Our store usually puts up our sale tags the night before a sale to keep us from staying late or having to come in early the next day and ruining payroll. This often causes some confusion at the register, but we always fix to the advertised price, even a day early. We also know full well what products are on sale and what their prices are. We’re preparing for our end-of-summer sale, which includes 10% off many of our higher-end brands of dog food, but none of them are anywhere near $100. A customer comes up to the till.

Me: “That’ll be [price].”

Customer: “What did [Expensive Food] ring up as?”

Me: “It rang up as originally being [price], but took [amount] off for this cycle’s sale.”

Customer: “The tag said [price $10 lower].”

Me: “Okay, let me check the price list.”

Customer: “It must for the sale you’ve got. You have to give it to me at that price.”

Me: “I understand that, but I need to check on the price. We have a list of the upcoming prices up here.”

After looking, I see that, while the product IS going to be on sale, the price difference is nowhere near the $10 and, in fact, the price from the current sale cycle is lower than that of the following cycle. I explain this to the customer, but he only insists further. I see the manager walk by and ask her what to do. In order to get the guy to shut up, she allows me to change the price to $6 below the original non-sale price, with the $4 from the current sale still being taken off.

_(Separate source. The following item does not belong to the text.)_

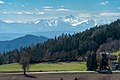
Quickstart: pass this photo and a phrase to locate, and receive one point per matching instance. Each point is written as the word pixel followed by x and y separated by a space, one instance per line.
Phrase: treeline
pixel 67 47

Me: “Okay, that’ll now be [new price].”

Customer: *looking smug* “That’s better.”

The customer pays and starts on his way but looks at the receipt and sees what he feels to be an issue. To be fair, our receipts have a weird way of printing sales and discounts at the bottom of the receipt, rather than paired with the item itself, but they have the item number tagged along with the discount amount.

Customer: “This still isn’t right.”

I know exactly what the issue is.

Me: “Okay, let me take a look at it.”

Customer: “See? You charged me [price adjusted for discount]; it should be [lower price].”

Me: “Well, yes, I understand that, but it took that discount off down here; it shows at this black bar.”

Customer: “Well, I still don’t see how that changes anything.”

Me: “Okay, you bought [Food] originally at [price], which we marked down to [lower price], and then you bought [clearance item] at [price], which totals [amount]. Add in the tax, and you get [ total].”

Customer: *Cutting me off* “See?”

Me: *continuing* “And then we took the remainder of the cost from [Food] here at this black bar.”

The customer then just grabbed the receipt and walked off grumbling that it “still doesn’t make any sense.”